(Bloomberg/Loren Grush) — A newly upgraded version of SpaceX’s Starship rocket suffered an apparent failure during a ground test early Friday in South Texas, according to bystander footage of the event.
Video taken of SpaceX’s Starbase facility shows the booster, known as Super Heavy, bursting apart as it was being filled with super-cold propellants on a test stand.
On Thursday, SpaceX announced that the Super Heavy booster was about to begin ground tests ahead of the next Starship launch.
SpaceX has not commented on social media about the incident. The company didn’t immediately respond to a request for further details.
The new prototype that was being tested is known as Version 3, or V3, which is meant to serve as a “gigantic upgrade” to the Starship rocket, according to SpaceX Chief Executive Officer Elon Musk.
Starship V3 is supposed to significantly increase the carrying capacity of the rocket and improve SpaceX’s ability to reuse the entire vehicle after launch.
“Unless we have some very major setbacks, SpaceX will demonstrate full reusability next year, catching both the booster and the ship and being able to deliver over 100 tons to a useful orbit,” Musk said during an appearance on the All-In Podcast in September.

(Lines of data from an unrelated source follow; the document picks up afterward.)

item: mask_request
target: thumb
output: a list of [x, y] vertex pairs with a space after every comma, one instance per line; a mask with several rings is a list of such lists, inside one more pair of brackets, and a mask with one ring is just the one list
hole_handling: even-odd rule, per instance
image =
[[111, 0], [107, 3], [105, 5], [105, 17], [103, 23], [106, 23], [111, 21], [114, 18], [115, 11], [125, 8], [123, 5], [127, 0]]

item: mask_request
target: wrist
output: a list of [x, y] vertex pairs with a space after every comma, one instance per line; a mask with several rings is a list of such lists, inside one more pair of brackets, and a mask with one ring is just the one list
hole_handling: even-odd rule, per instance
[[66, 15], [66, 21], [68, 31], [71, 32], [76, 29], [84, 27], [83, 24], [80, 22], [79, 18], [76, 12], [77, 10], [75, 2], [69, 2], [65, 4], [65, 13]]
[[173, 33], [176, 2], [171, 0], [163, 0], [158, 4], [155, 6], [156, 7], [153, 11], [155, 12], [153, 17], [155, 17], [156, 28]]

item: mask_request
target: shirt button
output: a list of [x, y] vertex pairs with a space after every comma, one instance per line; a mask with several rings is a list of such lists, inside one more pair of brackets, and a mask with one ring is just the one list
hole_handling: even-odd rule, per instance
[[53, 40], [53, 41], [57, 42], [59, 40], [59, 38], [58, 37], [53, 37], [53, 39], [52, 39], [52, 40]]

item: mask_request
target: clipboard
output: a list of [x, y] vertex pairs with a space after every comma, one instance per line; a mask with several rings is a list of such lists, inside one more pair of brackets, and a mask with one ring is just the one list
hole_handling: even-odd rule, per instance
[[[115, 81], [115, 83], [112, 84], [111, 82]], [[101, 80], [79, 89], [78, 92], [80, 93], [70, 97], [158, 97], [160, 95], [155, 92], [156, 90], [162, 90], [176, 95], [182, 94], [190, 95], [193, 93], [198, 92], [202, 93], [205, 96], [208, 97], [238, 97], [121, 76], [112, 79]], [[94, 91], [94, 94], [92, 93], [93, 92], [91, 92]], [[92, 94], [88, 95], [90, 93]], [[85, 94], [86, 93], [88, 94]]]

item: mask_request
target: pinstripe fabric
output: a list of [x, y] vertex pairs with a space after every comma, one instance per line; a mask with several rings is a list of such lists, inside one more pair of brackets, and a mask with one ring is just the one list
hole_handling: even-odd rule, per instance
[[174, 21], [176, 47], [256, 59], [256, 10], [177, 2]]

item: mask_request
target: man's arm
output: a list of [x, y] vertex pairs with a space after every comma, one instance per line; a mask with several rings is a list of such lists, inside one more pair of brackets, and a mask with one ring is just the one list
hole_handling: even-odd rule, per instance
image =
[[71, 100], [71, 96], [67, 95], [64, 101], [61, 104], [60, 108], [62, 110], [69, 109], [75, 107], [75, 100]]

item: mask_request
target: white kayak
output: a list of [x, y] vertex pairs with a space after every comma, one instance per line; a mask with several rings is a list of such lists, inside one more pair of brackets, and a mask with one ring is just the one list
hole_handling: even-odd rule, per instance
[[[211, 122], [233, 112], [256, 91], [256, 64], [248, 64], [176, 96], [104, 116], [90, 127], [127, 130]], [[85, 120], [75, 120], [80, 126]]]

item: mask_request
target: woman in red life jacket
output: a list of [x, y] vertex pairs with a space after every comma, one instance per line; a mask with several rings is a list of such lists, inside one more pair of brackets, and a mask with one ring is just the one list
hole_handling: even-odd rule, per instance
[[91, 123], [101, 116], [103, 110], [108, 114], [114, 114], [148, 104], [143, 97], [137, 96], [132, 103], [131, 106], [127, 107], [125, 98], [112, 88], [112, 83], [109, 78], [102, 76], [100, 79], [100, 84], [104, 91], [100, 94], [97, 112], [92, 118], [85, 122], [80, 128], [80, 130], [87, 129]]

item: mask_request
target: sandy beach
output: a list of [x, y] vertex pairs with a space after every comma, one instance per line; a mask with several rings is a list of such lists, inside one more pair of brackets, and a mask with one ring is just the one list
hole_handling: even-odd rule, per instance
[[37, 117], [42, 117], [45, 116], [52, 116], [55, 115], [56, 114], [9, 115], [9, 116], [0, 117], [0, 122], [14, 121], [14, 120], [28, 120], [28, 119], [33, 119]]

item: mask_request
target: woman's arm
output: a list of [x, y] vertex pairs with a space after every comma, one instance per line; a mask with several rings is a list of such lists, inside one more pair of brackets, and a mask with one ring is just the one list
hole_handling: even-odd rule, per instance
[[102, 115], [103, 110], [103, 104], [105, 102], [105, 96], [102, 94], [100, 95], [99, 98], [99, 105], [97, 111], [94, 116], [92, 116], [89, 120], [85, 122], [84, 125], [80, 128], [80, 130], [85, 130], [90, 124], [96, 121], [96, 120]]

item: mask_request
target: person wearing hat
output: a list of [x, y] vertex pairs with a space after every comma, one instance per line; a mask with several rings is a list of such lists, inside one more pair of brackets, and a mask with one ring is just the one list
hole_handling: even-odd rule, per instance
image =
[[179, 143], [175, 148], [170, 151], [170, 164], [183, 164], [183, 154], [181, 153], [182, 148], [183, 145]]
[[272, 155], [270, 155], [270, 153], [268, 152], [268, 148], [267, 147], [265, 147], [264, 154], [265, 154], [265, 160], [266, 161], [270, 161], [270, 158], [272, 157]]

SpaceX is developing and testing Starship, advertised as the most powerful rocket ever built, to ready the vehicle for launching satellites and taking cargo and humans to the moon and Mars. The company holds a contract with NASA to turn Starship into a lunar lander for the agency’s Artemis program, as NASA races to beat rival China in sending humans back to the moon.
However, SpaceX has come under criticism this year for slow progress on Starship, following numerous test failures and delays to the vehicle’s schedule.
NASA’s acting administrator, Secretary of Transportation Sean Duffy, recently announced plans to open up SpaceX’s contract to competition from rivals such as Jeff Bezos-backed Blue Origin LLC, in order to find potential alternatives that might get NASA astronauts to the moon faster.
SpaceX announced that it submitted an alternative plan to NASA for getting astronauts to the moon more quickly.